Patents Are Not Forever
As the repertoire of literature and issued and published software patents grows, the contours of what is patentable and what is not become clearer. As mentioned, software is a new industry, and most patenting did not commence until the late 1990s. This is still a new arena and will not settle down soon. Also, the technologies are increasingly complicated. Samuel Morse's telegraph is a child's toy compared to the innovations of today, which are adaptable for many more purposes than just one.

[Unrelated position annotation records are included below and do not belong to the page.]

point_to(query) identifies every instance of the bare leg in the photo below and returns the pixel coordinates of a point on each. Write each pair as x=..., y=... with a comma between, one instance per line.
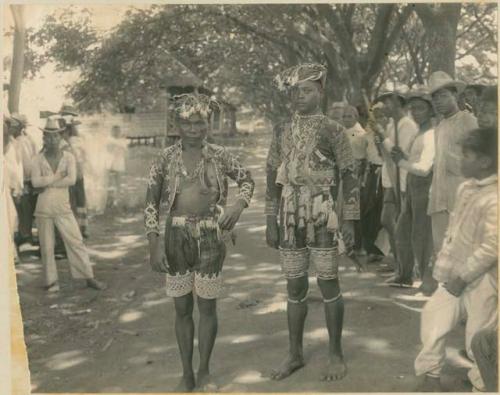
x=334, y=314
x=296, y=314
x=184, y=332
x=207, y=332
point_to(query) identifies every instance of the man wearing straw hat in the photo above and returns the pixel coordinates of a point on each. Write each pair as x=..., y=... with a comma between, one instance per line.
x=447, y=176
x=400, y=131
x=27, y=150
x=302, y=165
x=72, y=142
x=191, y=179
x=413, y=229
x=54, y=170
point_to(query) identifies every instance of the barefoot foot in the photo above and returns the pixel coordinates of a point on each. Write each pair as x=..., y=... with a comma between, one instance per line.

Nonetheless, just as with all industries, in time the controversies will diminish as the major players learn to coexist, e.g., through cross-licensing. We are now in the midst of a cutthroat time when major players fight. The U.S. patent system is not evil. Software patents are not evil or unjustified. If a software patent is dubious, the patent system provides many avenues to invalidate it. With the new patent rules, many additional avenues of attack are provided to prevent issuance of or to invalidate a software patent.
As Rand noted in her defense of capitalism, patents are not perpetual and have a limited lifespan, now 20 years from filing, after which they enter the public domain for all to use. For the brief period of exclusivity, during which others may not copy, the patentee is allowed to profit. For smartphones, is it required to include another's patented feature among the applications? Without recompense?
Software, a quintessentially American endeavor, must be preserved. Thwarting inventiveness in this area will harm the United States. Preventing inventors from obtaining patents for their software will harm humanity by diminishing disclosure of inventions. Although some code is written for free or shared, which is the choice of the writer, the intellectual effort imbued within code requires protection in most cases, at least to prevent mere copying.
The current attacks on the patent system should be taken in the broad context of history. The U.S. founders put a patent system into the Constitution, a patent system for all useful inventions and improvements.
Without software, our lives would be far different. Without software, our society would collapse, much like the anti-capitalist, dystopian government in Rand's novel Atlas Shrugged. All important technologies require protection. Abrogation or curtailment of patent rights in software, genomics, nanotechnology or any other controversial area would devastate industries and cripple the U.S. Great care should be taken before altering a foundational principle of the Republic.